Again, you can get more ideas of the FT. Starting Monday, FT Live will host a series of in-person, virtual and hybrid discussions with leading sustainability thinkers and senior FT journalists. Each one will complement the topics established in the presidency program for that day. Register your interest here.
Inflation is the main theme in economic news this week with updates to the Consumer Price Index and Producer Price Index for the US, China, Germany and Japan. Whatever the US figure, Fed Chairman Jay Powell did crystal clear in his comments last week that his team will do whatever it takes to remove inflation from the economy. The consensus is for a 0.7 percent rise in the US monthly figure to create a yearly figure of 8.1 percent.
Last Thursday’s gloomy projections from the Bank of England that the UK is entering its longest recession since world war ii sets the tone for this week’s big UK economic news: Friday’s first estimate of Q3 GDP. This is expected to show a contraction of around 0.2 percent quarter on quarter.
With Sales on the street fall in the UK and there is talk of a prolonged recession, UK retail is not in a good place. But this week, it could provide a breather, and we’re not just talking about the free coffee return at Waitrose.
Marks and Spencer will report its first results under new management on Wednesday after former CEO and company veteran Steve Rowe retired over the summer. His replacement, Stuart Machin, has already put his place in terms of speeding up review of store equity and doubling down on cost-cutting efforts, so the focus is likely to be on current commerce. Last week, Rival Next maintained its full-year guidance after sales held up in early fall. M&S investors, who have not received a dividend since November 2019, expect Machin to do the same.
WHSmith’s earnings are poised for a rebound as the global travel industry recovers from Covid lockdowns. Travel revenue, much of which comes from airport stores, was already well above pre-pandemic levels in its last update in early September. Meanwhile, there was little sign of a slowdown in Dufry Airport’s duty-free group’s quarterly results last week.
The key constraint is capacity limits at major airports, in particular London Heathrow. There will no doubt be more discussion of this on Monday when Ryanair reports the first half numbers. Low-cost airlines like Ryanair are having to adapt at the end of, uh, low cost air travell, whose response has been to try to take business of the most expensive carriers.
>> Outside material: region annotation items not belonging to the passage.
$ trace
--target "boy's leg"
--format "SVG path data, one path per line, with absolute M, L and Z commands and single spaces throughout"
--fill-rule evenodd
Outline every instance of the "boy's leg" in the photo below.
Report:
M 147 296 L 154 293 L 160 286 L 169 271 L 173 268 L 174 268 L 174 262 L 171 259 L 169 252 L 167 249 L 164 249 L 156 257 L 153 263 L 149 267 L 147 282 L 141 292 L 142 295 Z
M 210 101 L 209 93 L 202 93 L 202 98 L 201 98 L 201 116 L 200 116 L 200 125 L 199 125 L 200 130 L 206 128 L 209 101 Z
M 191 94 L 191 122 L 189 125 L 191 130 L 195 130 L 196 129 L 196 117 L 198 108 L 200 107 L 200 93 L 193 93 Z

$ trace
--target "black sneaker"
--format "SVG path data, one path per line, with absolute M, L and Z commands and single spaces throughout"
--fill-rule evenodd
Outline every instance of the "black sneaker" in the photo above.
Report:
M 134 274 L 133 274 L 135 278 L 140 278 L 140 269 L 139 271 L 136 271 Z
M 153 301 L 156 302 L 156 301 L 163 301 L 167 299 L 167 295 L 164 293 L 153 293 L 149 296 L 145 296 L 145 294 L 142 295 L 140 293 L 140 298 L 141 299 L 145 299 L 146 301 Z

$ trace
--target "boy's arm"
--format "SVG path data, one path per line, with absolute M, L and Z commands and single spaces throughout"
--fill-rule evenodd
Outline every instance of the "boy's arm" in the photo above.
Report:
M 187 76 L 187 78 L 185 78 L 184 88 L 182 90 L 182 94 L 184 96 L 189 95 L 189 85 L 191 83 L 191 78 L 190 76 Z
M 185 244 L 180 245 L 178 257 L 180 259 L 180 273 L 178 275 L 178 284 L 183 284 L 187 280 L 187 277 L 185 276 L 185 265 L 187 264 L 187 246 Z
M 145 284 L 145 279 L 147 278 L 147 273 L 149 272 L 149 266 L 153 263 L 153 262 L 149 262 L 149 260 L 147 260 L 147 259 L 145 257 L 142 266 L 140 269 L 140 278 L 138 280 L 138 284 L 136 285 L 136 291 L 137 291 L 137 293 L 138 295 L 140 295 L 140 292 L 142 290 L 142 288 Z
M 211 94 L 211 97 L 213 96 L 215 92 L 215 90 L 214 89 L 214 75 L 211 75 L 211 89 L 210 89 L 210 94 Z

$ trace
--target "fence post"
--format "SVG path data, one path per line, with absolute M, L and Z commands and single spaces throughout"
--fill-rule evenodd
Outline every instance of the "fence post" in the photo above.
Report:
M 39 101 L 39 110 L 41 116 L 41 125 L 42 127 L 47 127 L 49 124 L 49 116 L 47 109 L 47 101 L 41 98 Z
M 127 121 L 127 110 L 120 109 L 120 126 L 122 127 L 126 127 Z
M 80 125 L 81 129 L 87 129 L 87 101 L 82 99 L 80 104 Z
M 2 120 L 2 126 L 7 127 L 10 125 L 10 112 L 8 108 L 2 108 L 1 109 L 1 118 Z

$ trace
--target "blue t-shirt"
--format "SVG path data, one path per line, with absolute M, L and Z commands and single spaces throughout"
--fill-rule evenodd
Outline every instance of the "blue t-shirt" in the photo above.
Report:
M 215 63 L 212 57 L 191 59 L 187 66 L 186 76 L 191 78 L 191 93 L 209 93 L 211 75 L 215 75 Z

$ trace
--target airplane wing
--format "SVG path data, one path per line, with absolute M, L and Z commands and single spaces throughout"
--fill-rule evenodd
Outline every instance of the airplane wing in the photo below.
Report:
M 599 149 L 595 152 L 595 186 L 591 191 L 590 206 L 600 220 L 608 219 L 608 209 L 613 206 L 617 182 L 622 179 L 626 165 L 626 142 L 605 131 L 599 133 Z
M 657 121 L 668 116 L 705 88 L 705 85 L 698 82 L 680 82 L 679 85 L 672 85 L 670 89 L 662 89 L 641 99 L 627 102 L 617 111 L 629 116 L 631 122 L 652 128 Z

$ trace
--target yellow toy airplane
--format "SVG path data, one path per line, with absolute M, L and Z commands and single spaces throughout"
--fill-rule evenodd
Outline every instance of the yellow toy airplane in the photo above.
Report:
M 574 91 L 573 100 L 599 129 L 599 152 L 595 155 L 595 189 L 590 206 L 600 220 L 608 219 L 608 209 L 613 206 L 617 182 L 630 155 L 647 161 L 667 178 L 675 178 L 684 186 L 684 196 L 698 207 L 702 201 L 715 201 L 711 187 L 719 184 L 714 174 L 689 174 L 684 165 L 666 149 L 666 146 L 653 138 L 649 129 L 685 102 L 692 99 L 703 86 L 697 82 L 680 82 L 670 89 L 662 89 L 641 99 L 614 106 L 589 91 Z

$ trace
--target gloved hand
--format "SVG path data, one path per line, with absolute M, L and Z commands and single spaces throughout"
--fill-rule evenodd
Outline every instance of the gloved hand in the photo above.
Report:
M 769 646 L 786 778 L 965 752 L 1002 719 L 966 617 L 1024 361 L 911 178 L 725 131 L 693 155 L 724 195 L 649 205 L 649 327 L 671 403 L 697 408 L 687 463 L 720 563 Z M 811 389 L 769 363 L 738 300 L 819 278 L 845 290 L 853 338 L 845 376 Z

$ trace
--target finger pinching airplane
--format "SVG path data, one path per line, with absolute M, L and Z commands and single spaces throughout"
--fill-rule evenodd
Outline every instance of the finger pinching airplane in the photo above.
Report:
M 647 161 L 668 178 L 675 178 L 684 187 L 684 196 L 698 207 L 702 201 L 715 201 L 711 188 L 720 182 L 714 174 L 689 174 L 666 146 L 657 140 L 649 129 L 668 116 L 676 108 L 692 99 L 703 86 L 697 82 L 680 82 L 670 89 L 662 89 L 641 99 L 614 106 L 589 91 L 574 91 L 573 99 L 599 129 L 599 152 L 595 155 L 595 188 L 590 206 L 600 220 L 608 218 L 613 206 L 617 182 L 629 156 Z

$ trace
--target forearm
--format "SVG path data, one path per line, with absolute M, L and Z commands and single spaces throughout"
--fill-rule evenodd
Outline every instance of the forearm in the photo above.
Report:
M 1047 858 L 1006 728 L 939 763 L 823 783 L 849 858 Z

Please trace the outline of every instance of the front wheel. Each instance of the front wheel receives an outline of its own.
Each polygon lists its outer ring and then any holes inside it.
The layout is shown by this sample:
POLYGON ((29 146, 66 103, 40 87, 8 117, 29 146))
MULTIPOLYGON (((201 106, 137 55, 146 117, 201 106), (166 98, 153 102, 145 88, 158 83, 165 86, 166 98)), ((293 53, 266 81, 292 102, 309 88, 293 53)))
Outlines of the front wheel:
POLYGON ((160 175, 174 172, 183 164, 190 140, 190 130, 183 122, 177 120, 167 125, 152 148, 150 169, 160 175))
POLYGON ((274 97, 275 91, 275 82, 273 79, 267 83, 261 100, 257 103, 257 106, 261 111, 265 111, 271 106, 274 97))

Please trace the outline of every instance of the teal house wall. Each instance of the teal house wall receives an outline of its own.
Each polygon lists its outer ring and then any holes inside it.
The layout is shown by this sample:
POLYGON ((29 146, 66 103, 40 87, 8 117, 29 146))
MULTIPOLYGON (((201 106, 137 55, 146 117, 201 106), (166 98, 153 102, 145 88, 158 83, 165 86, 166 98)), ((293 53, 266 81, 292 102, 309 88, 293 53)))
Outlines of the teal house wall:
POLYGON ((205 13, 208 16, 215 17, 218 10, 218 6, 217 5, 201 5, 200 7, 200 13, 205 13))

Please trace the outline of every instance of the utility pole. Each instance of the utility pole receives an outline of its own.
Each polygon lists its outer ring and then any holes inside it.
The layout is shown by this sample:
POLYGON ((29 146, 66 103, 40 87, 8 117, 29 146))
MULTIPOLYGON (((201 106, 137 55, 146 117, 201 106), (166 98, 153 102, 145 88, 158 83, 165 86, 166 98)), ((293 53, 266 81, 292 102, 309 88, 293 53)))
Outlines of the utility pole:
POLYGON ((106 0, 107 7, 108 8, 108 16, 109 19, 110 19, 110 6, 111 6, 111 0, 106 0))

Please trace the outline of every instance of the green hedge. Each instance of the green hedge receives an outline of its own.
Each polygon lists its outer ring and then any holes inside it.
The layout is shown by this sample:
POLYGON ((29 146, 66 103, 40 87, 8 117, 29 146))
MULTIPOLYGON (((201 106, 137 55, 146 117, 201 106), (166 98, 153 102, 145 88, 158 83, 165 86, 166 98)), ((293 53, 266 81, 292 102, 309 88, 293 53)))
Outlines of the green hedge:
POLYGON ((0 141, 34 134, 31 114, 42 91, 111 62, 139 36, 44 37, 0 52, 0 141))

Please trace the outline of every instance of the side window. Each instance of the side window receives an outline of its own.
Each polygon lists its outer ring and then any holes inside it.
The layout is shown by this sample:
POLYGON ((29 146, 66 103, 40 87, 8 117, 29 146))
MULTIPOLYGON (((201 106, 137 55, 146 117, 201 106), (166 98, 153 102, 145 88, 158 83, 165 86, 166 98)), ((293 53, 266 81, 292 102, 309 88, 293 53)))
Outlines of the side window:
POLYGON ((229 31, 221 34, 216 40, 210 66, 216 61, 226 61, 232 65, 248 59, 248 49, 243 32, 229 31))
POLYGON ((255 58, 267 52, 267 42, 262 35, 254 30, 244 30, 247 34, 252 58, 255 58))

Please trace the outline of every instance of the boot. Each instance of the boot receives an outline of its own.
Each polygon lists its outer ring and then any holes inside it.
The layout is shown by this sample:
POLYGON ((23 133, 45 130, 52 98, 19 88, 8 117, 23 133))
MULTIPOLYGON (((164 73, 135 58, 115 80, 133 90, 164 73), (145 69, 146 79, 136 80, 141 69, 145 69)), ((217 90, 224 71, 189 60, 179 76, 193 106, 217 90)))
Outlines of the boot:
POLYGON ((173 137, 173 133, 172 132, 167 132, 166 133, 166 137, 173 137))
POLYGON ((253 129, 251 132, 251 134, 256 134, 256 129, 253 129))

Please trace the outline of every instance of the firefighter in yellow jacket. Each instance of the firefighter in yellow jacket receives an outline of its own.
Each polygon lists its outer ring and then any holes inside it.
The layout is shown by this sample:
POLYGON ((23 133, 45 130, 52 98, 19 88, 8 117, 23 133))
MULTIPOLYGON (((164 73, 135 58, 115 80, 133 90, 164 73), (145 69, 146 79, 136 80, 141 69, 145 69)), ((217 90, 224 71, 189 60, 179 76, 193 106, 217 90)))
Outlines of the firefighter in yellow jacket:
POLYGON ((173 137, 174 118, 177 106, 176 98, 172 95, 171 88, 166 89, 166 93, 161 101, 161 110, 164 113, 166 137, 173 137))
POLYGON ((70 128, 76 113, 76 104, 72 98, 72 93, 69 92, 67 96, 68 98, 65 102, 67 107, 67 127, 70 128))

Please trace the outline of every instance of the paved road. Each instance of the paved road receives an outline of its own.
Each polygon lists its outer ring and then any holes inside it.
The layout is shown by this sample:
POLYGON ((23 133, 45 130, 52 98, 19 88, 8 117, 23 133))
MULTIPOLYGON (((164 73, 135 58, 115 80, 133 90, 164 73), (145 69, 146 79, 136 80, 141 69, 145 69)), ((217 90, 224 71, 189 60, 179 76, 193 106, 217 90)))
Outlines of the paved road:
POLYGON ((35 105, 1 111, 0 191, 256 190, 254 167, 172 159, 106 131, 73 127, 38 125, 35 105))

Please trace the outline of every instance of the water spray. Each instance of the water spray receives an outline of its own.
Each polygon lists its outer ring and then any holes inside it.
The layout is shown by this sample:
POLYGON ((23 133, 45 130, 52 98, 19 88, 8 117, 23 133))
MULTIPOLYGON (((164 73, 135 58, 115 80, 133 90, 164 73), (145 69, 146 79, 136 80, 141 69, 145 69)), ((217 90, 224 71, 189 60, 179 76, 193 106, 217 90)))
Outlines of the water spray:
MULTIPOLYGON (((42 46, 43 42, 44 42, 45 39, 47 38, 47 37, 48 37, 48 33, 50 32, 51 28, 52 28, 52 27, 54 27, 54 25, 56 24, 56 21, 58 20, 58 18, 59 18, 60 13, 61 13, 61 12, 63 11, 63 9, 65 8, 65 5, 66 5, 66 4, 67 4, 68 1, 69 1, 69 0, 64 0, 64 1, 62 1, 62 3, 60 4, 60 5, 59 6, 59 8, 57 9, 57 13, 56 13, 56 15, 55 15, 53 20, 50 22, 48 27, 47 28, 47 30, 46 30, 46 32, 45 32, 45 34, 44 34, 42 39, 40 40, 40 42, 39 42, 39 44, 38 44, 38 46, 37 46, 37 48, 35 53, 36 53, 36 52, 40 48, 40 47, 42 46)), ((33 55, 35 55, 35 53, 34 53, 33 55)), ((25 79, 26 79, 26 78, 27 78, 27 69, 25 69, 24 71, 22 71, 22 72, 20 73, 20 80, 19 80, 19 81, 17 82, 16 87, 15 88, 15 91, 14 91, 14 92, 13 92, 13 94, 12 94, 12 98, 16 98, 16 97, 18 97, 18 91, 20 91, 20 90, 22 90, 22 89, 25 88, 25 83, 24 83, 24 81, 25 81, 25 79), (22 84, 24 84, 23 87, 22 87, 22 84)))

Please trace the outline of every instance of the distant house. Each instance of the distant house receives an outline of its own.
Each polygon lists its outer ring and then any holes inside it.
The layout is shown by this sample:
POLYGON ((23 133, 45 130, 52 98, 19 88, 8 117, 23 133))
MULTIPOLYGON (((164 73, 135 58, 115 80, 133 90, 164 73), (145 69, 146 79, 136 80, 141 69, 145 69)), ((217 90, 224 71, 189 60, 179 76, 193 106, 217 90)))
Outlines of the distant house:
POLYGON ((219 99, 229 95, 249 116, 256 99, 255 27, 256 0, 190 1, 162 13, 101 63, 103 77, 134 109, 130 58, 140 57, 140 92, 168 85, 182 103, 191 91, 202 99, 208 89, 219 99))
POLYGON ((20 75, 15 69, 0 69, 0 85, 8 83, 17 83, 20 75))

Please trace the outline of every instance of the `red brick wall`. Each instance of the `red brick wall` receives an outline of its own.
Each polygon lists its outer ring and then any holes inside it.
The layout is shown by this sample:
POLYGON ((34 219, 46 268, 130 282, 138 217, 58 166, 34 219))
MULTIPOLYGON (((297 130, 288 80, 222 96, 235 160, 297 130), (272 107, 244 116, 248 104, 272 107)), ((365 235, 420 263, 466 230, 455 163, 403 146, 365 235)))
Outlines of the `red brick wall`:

The end of the tech earnings news season is likely to continue the gloomy mood. Lyft, reporting Monday, announced last week major job cuts, his second round of layoffs in recent months. Lyft isn’t alone among tech firms having to tighten their belts, but it doesn’t look good for the ride-sharing service, a smaller rival to Uber, which is also selling its car services business.
Elsewhere, we have a handful of updates from drugmakers. BioNTech, reporting Monday, is among several Covid-19 vaccine makers that have started raising the price of their injections amid concerns about drop in demand in 2023. Airfinity, a health data analytics group, forecasts Covid vaccine sales to fall by about a fifth to $47 billion next year. AstraZeneca is also concerned, which reveals figures for the third quarter this Thursday, after the nasal version of its vaccine against Covid failed tests. better news is expected from the German group of drugs and chemical products Bayer, whose figures will be known on Tuesday.